How many times had pop-up ads scare you to death? Many use voice message to inform you about their new ‘job’, and how they’re making thousands of dollars working from home. The most annoying one for me is where this guy called Ben starts out with ‘My name is Ben! Two years ago I lost my job…’, I’m not really sure where is he supposed to go with this, but I immediately close the ad tab. These ads will do all the easy talk, the one that is poorly professionalized, only to get to your credit card, and/or your Social Security number.With that, comes a fake reasoning for why such personal information is needed.
Online Dating Scams:
Many singles seek the internet hoping that they’ll find their soulmate just desperately waiting for their call. However, in many cases the guy turns out to be a girl, the girl turn out to be a grandma, and the list goes on. Most of their excuses tend to come out as them being camera shy, or simply don’t have a camera even though it’s 2015, where even gaming consoles have cameras. Once the victim gets deeply caught in the trap, he is asked for money, gifts, or personal information such as credit card number, and more often than not, this isn’t done directly, but in a twisty, playful way. Most of those show up as pop-up ads too.
This type of scam is well-known for long now, as all of us have read or heard the ‘YOU HAVE WON’ lie, wether the notification comes as a message, an e-mail, or an ad that usually seems as an overseas lottery. They claim that it is your lucky day, and that you’re the number 1000,000,000 visitor, or the winner of a prize draw. Then what? You guessed it. To process the payment of the winning money, they’ll either ask for credit card number, a ticket that you need to buy, or fees, when in fact, no legal lottery asks for advance fees. ’Security reasons’ is always the shot back when ‘whys’ intervene.
Of course every student wouldn’t turn his back on a scholarship with a financial aid, wether his parents can, or can’t pay for college/university.
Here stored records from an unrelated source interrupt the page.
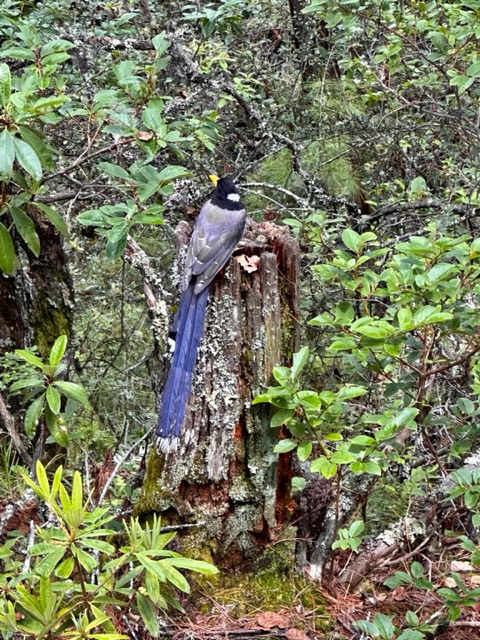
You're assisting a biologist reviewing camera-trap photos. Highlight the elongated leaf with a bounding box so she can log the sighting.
[0,129,15,180]
[49,335,67,367]
[10,207,40,258]
[72,471,83,509]
[137,593,159,638]
[23,393,45,438]
[47,384,61,416]
[0,62,12,108]
[35,547,66,578]
[13,138,42,180]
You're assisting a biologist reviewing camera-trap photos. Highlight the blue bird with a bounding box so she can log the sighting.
[157,176,246,454]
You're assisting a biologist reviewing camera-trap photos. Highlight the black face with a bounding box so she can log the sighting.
[212,178,243,211]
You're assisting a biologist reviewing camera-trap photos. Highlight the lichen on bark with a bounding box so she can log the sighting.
[135,221,300,567]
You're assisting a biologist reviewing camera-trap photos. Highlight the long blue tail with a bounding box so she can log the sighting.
[157,282,210,453]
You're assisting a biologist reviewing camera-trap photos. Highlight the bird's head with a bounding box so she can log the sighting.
[209,175,243,211]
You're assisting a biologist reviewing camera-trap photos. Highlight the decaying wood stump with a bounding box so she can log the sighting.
[136,221,300,567]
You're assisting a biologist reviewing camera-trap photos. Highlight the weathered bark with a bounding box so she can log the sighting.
[0,214,73,356]
[136,222,299,566]
[0,211,73,464]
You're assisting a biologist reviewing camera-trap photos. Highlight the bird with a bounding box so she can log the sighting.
[157,175,246,455]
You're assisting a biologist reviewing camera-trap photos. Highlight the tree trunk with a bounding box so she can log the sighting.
[136,221,300,567]
[0,214,73,357]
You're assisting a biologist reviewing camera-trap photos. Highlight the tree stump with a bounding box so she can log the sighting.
[135,221,300,567]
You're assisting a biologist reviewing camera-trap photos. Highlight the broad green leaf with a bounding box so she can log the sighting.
[310,456,337,480]
[409,176,427,194]
[35,460,50,496]
[160,560,190,593]
[53,380,88,407]
[19,125,55,171]
[292,347,310,378]
[162,556,219,575]
[373,613,395,638]
[35,547,67,578]
[0,129,15,180]
[13,138,42,181]
[342,229,362,253]
[33,200,68,237]
[9,378,44,393]
[142,107,165,131]
[364,460,382,476]
[71,471,83,510]
[270,409,294,427]
[10,207,40,258]
[23,393,45,439]
[292,476,307,491]
[47,384,61,415]
[33,96,69,111]
[0,62,12,109]
[397,308,413,331]
[273,438,297,453]
[49,335,67,367]
[157,164,191,182]
[297,440,313,462]
[15,349,44,371]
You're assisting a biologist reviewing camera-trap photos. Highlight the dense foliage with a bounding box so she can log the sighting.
[0,0,480,640]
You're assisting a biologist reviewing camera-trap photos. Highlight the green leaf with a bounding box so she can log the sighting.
[47,384,61,416]
[137,593,160,638]
[270,409,294,427]
[8,378,44,393]
[23,393,45,439]
[10,207,40,258]
[71,471,83,511]
[397,629,426,640]
[364,460,382,476]
[19,125,55,171]
[297,440,313,462]
[13,138,42,181]
[0,62,12,109]
[160,559,190,593]
[35,547,66,578]
[409,176,428,194]
[15,349,44,371]
[397,309,413,331]
[373,613,395,638]
[53,380,88,407]
[310,456,337,480]
[342,229,362,253]
[273,438,297,453]
[292,476,307,491]
[157,164,191,183]
[0,222,16,275]
[292,347,310,378]
[55,558,75,580]
[0,129,15,180]
[33,200,68,237]
[49,335,67,367]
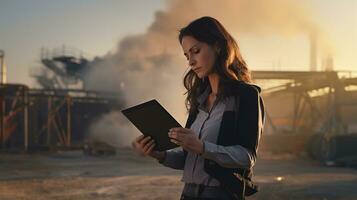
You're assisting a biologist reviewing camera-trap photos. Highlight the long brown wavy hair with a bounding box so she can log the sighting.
[178,17,251,112]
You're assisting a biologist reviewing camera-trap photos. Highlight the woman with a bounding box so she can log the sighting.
[133,17,264,199]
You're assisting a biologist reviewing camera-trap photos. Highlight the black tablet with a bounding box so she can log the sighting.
[121,99,181,151]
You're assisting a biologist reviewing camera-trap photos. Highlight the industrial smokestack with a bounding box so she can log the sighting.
[310,31,317,71]
[0,50,6,84]
[322,54,333,71]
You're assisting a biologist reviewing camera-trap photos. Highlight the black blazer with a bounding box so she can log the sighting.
[184,81,265,190]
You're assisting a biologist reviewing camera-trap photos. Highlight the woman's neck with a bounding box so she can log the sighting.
[208,73,219,95]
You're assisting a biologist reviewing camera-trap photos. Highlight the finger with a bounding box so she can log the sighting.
[135,135,145,143]
[171,127,191,134]
[140,136,151,146]
[145,143,156,154]
[170,139,181,146]
[143,140,155,152]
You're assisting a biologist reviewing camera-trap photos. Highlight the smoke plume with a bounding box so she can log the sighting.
[86,0,327,147]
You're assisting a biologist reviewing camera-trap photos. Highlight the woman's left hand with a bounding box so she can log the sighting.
[168,127,203,154]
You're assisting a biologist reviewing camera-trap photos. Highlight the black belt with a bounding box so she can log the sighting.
[181,183,231,199]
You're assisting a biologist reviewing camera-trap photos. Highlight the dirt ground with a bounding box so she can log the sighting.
[0,148,357,200]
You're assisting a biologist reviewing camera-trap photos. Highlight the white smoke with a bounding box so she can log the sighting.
[86,0,325,147]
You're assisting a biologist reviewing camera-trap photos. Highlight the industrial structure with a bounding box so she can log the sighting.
[0,41,357,166]
[0,48,124,151]
[253,71,357,161]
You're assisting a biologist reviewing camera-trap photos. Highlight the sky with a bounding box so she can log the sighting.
[0,0,357,86]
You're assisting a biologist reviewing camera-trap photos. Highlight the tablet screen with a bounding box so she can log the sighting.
[121,99,181,151]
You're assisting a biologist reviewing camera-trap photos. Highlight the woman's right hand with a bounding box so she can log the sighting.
[132,135,165,161]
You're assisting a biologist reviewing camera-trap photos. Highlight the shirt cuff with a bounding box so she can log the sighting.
[201,141,218,159]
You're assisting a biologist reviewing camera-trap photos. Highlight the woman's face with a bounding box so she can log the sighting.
[181,36,216,79]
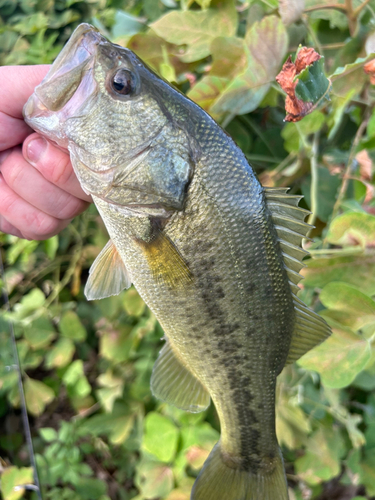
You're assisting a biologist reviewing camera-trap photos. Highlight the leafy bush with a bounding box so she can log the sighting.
[0,0,375,500]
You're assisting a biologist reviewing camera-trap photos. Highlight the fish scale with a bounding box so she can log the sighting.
[24,24,330,500]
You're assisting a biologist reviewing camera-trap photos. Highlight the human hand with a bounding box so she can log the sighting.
[0,65,91,240]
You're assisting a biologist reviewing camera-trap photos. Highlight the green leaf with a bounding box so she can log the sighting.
[0,466,34,500]
[212,16,288,114]
[301,167,341,222]
[44,235,59,260]
[39,427,57,443]
[59,311,87,342]
[142,412,179,463]
[62,359,91,398]
[136,459,174,499]
[295,427,343,485]
[279,0,305,26]
[151,0,237,62]
[276,393,311,450]
[112,10,145,38]
[319,282,375,331]
[298,318,371,389]
[327,212,375,248]
[281,110,326,153]
[187,75,229,118]
[24,316,56,349]
[9,288,46,321]
[123,287,146,317]
[294,57,331,106]
[24,377,55,416]
[99,325,133,363]
[329,53,375,82]
[74,477,107,500]
[210,36,248,80]
[84,402,135,445]
[45,337,75,369]
[96,371,124,412]
[301,255,375,295]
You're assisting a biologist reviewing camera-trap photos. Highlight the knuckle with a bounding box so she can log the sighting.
[25,210,59,240]
[1,153,24,188]
[49,155,72,185]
In fact, many are desperate to get one to the point where any foolish ad that promises a bogus scholarship that’s too good to be true gets their interest immediately. As the student digs in deep into the ad, and ask for the scholarship, and how to get it, application fees, money for widgets, and bank account information are needed. When the scholarship never comes, the hard truth is uncovered, and the company turns out to be untraceable.
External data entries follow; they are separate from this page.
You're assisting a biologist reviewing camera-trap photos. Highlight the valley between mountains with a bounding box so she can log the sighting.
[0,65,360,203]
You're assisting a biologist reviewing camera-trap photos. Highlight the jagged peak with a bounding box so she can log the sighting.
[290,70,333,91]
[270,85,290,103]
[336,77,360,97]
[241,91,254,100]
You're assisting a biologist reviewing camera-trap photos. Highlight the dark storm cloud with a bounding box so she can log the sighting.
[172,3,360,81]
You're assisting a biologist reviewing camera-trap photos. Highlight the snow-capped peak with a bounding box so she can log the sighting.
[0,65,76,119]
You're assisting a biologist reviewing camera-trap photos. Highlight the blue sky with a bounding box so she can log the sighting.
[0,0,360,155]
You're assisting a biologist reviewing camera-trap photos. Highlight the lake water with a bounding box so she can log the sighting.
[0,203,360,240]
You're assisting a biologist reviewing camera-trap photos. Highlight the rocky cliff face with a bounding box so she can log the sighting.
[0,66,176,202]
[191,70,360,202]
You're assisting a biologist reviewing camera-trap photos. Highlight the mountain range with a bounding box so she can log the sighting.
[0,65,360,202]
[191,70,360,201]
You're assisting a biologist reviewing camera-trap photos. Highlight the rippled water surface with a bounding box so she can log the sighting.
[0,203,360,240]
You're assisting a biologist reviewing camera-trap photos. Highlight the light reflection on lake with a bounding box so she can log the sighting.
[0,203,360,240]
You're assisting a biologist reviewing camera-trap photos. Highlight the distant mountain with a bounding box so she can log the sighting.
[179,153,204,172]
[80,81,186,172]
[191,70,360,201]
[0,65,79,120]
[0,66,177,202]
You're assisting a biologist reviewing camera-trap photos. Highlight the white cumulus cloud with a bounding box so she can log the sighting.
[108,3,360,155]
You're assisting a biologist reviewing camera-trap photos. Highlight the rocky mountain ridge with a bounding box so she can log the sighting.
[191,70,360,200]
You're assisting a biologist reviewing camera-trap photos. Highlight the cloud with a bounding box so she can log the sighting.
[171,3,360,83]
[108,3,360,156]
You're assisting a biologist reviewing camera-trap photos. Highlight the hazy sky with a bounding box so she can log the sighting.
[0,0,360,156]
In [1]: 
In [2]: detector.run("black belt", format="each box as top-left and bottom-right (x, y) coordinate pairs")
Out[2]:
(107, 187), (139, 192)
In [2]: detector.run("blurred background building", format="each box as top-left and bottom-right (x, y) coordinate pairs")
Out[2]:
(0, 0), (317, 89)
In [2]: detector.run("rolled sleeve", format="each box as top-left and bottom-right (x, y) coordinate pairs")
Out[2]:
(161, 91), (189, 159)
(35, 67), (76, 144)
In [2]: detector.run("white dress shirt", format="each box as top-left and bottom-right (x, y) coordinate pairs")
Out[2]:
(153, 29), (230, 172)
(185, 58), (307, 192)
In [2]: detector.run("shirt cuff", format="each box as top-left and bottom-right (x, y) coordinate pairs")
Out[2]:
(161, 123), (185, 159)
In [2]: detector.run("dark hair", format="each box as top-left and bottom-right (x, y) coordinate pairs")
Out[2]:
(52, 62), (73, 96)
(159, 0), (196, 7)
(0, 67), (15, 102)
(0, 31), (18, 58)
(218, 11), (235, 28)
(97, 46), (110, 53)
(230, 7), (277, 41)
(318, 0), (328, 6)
Weight Loss & Health Products Scams:
These come either as ads, or advertising accounts (mostly on Instagram). Also, most of them use poorly faked accounts using fake names, pictures, and a life. Only to deceive others, making them think that this person is real, and happily satisfied with their products. Once the buyer gives in to the trick, the only thing that’s going to get lighter is their wallet. Same goes with cheap health products that are useless, but the description still makes it look like it’s the perfect product that would suit the buyer best. Product scams end with scenarios where either more money is taken from your card, the product doesn’t work, or it doesn’t arrive at all.